According to Clark’s calculation, about 10 trillion kg of water must have been delivered to the lunar surface by comets over the last two billion years or 0.5 kg/sq m. If this amount is distributed uniformly in the top millimetre of the surface, it would be about 50 per cent abundance. Impact gardening would bury and mix the water in the top couple of metres, diluting the average abundance to about 500 ppm, Clark argues. But he also admits of the other possibilities, including endogenic ancient water, as the source of H2O and OH molecules detected by the Cassini instrument.

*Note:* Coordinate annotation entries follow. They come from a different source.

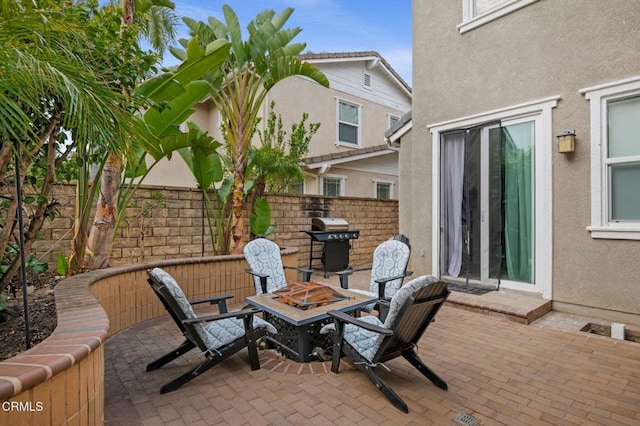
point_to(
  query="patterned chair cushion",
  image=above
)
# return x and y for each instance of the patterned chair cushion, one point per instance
(367, 343)
(214, 334)
(390, 259)
(263, 256)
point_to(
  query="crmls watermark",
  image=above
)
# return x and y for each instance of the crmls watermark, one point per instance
(22, 406)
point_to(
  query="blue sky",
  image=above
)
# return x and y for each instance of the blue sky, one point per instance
(329, 25)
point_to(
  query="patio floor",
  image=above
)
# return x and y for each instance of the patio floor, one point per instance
(498, 370)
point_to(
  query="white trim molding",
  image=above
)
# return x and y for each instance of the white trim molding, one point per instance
(598, 96)
(541, 112)
(470, 20)
(358, 125)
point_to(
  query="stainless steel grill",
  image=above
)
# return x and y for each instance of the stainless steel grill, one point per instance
(334, 234)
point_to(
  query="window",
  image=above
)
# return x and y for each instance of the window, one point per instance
(297, 187)
(366, 80)
(479, 12)
(393, 119)
(348, 123)
(333, 186)
(482, 231)
(383, 190)
(615, 154)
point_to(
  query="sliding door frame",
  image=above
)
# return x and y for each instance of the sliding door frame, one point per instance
(541, 112)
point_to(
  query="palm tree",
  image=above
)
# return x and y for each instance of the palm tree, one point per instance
(53, 78)
(253, 67)
(157, 23)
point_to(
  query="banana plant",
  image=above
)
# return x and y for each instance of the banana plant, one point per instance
(239, 89)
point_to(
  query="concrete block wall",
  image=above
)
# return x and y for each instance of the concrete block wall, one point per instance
(179, 230)
(60, 381)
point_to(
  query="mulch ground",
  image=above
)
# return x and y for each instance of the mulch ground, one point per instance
(41, 313)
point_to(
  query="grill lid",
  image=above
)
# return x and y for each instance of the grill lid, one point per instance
(329, 224)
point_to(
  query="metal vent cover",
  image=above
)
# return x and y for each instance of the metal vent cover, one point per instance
(465, 419)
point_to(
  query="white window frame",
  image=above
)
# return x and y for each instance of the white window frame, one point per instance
(343, 184)
(367, 76)
(540, 111)
(377, 182)
(469, 21)
(389, 117)
(359, 125)
(598, 97)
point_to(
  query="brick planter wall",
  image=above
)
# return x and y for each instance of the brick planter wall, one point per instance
(61, 380)
(177, 230)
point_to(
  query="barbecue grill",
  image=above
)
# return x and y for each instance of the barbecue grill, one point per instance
(334, 234)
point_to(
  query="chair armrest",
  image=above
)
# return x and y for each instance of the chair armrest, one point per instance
(383, 309)
(221, 301)
(263, 278)
(382, 283)
(236, 314)
(344, 275)
(345, 318)
(306, 273)
(256, 273)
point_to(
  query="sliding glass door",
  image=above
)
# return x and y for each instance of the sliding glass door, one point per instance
(488, 202)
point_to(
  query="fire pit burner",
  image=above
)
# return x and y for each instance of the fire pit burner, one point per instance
(308, 295)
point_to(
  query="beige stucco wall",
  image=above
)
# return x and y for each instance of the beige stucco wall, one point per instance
(296, 95)
(549, 48)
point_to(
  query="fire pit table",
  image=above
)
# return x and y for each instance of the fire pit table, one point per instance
(299, 311)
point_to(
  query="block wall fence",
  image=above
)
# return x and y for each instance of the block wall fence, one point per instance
(179, 230)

As the editorial comment by P.G. Lucey of Hawaii Institute of Geology and Palaeontology in Science pointed out, the unambiguous infrared 3-micrometre absorption measurements by the three spacecraft have shifted the focus of lunar water from the interior to the surface of the moon. “However,” as Goswami points out,
“whether the distribution of water molecules percolate below the lunar surface due to impact-induced mixing of top layers of the lunar surface (gardening) cannot be established from the M3 data. We also need to know more precisely the source and origin of the water and OH molecules, their abundances in different types of lunar soils and rocks, their spatial and vertical extent, their pole-ward migration when released from the lunar surface and the possibility of their storage in the upper few metres of the regolith.”
As Lucey has pointed out, all these have to be reconciled with the lack of any obvious evidence of any alteration of sampled lunar materials by water.

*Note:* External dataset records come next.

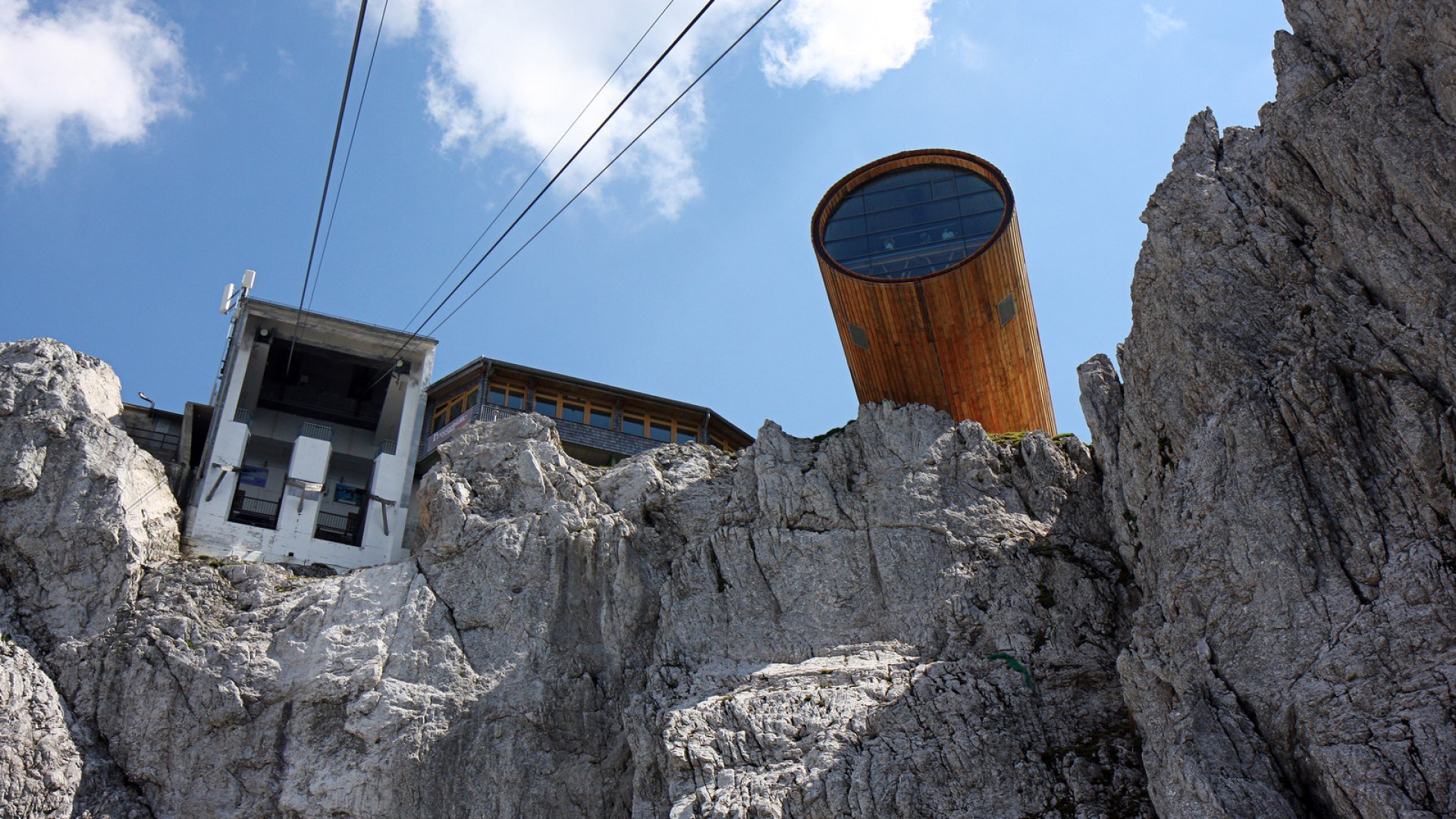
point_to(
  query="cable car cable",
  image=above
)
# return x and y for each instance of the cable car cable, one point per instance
(549, 183)
(522, 187)
(344, 172)
(328, 175)
(607, 167)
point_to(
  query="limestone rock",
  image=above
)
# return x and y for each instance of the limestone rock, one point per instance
(82, 509)
(39, 767)
(1280, 449)
(902, 618)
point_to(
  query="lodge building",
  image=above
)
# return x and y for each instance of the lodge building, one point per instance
(598, 423)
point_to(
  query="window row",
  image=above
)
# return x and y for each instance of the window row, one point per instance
(453, 409)
(580, 411)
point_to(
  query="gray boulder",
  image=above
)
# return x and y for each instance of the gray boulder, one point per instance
(1282, 447)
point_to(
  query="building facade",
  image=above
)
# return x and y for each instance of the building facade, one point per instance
(925, 271)
(310, 450)
(598, 423)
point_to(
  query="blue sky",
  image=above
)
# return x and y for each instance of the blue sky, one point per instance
(153, 150)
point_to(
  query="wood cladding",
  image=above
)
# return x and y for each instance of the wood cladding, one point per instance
(940, 338)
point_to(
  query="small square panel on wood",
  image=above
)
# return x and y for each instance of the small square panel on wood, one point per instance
(1006, 309)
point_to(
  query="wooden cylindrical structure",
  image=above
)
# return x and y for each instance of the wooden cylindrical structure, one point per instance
(925, 271)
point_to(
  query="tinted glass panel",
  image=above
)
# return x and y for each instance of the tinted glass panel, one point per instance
(913, 222)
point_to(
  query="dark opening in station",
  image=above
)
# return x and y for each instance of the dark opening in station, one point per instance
(913, 222)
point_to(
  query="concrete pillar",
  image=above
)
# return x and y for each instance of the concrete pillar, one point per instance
(391, 482)
(308, 471)
(218, 477)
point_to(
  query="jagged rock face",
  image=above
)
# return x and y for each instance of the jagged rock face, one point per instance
(903, 618)
(39, 767)
(1280, 453)
(82, 507)
(900, 620)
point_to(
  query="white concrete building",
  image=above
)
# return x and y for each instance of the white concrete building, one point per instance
(312, 449)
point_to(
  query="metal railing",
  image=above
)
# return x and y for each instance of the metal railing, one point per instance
(254, 512)
(316, 431)
(159, 444)
(338, 528)
(476, 413)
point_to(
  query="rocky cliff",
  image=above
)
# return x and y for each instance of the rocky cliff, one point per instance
(1241, 605)
(903, 618)
(1282, 447)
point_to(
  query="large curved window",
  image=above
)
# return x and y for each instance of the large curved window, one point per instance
(913, 222)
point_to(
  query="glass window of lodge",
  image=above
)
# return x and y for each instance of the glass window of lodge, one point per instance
(450, 410)
(506, 395)
(634, 425)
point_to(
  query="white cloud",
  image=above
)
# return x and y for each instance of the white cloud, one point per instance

Further analyses from Chandrayaan-1 and other lunar missions will hopefully provide the answers. In fact,
it is reliably learnt that NASA’s Mini-SAR instrument, which was specifically on Chandrayaan-1 to look for water, gathered data from both the poles before the spacecraft’s life ended prematurely and analyses are going on. Since NASA’s recently launched Lunar Reconnaissance Orbiter (LRO) carries an instrument similar to the Mini-SAR, a unique coordinated bistatic experiment was attempted by Chandrayaan-1 and the LRO when they were about 20 km away from each other. The idea was to study the poles, the ‘cold traps’, by bouncing off radio waves from the polar region so that the reflected waves are received by the LRO. Unfortunately, the experiment did not succeed. But the LRO, on its own, will be gathering polar data during the course of its mission. Further, its partner satellite, the Lunar Crater Observation and Sensing Satellite (LCROSS), will be crashing the last stage of a launch vehicle into the polar cold trap, thereby lofting the crater soil into visibility for study by spacecraft and ground-based observations.
There may also be wetter regions to be discovered far from the sites that have been sampled. But even with the new data already obtained, the presence of “water” on the moon or a “wet” moon does indicate a significant revival of lunar research. Future lunar revisits and further exploration plans by planetary scientists around the world are also very much on the cards.